というわけで、陳宮は、呂布が夜、一刀の部屋に行っていることを知らない。
それ以前に崇拝する呂布がそんなことをするなんていうことを、考えたことも無い。
尚、この世界では赤兎は史実通り馬であって、犬ではなかった。
「してねーよ!それどころか……」
付きまとわれて困っているんだ、特に夜、と言いたいところだが、本人を前にそれは言いづらく、ちょっと言いよどんでしまうと、そこを陳宮に突っ込まれる。
「あーー!恋殿といやらしいことをしようと考えていたのですね!」
「考えてねーっ!
だいたい、この間結婚式挙げたばかりだろうに!!」
結婚すると、こういう言い訳が出来て、時々便利だ。
「ああ、そう言えば……」
陳宮もなんとなくだまされてしまう。
「だからといって、恋殿、この男を無闇に信じてはなりませぬ。
男は須らく狼なのですから!」
「狼じゃない。

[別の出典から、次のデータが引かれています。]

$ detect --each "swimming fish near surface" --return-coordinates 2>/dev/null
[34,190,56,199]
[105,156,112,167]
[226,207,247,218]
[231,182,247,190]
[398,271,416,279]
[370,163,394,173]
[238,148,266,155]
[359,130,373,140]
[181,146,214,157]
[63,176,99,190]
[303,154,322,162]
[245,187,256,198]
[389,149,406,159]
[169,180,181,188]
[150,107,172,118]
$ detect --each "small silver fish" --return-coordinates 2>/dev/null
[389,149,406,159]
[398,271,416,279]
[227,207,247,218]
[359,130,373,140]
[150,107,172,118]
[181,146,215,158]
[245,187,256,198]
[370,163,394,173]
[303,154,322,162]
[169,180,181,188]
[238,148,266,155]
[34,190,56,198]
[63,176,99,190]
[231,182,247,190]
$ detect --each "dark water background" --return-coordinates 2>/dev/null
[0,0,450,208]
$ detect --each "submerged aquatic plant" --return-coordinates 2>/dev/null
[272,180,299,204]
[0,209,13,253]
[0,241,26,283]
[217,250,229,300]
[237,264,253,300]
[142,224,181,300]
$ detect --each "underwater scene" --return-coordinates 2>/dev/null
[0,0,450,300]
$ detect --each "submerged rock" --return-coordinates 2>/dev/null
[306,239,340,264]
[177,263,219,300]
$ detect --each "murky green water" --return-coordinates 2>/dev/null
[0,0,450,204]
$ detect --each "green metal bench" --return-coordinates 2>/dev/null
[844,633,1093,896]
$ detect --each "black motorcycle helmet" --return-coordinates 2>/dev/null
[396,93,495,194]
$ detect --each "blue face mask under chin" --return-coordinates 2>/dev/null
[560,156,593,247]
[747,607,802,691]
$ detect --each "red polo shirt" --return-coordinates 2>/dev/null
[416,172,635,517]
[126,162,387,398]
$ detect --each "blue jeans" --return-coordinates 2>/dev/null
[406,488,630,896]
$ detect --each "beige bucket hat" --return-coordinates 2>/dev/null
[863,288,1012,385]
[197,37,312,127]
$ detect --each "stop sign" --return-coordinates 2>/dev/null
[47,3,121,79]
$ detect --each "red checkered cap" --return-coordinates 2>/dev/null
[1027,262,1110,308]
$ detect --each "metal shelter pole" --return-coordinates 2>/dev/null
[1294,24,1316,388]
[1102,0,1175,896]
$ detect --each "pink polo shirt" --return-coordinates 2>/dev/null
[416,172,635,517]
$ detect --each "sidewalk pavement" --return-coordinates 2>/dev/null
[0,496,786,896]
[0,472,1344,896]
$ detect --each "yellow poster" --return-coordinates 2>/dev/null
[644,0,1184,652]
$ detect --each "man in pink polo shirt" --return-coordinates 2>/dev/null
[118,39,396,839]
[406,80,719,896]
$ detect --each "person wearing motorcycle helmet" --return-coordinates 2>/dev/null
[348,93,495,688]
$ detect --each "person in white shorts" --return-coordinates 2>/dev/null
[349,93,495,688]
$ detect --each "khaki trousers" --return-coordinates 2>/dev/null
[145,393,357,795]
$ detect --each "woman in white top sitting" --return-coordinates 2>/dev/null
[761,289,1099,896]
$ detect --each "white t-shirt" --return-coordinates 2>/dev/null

ご主人様」
「しかし、気をつけるのは当然です。
妊娠させられてからでは遅いのですよ!」
「大丈夫だって。俺の力で恋を襲うことができるはずねえだろ!」
「……それもそうですね。
恋殿、この男が狼になったらいつでもやっつけちゃってください!」
こくりと頷く呂布。
むしろ、呂布が襲ってくることのほうが恐ろしいのだが、と一刀は考えているが、とにかく陳宮の気を鎮めることは成功したようだ。
……陳宮のやっつけると、呂布のやっつけるは考えている内容が違うのか?
こうして、黒山賊の討伐には呂布があたり、一刀も半ば必然として同行することになってしまったのだった。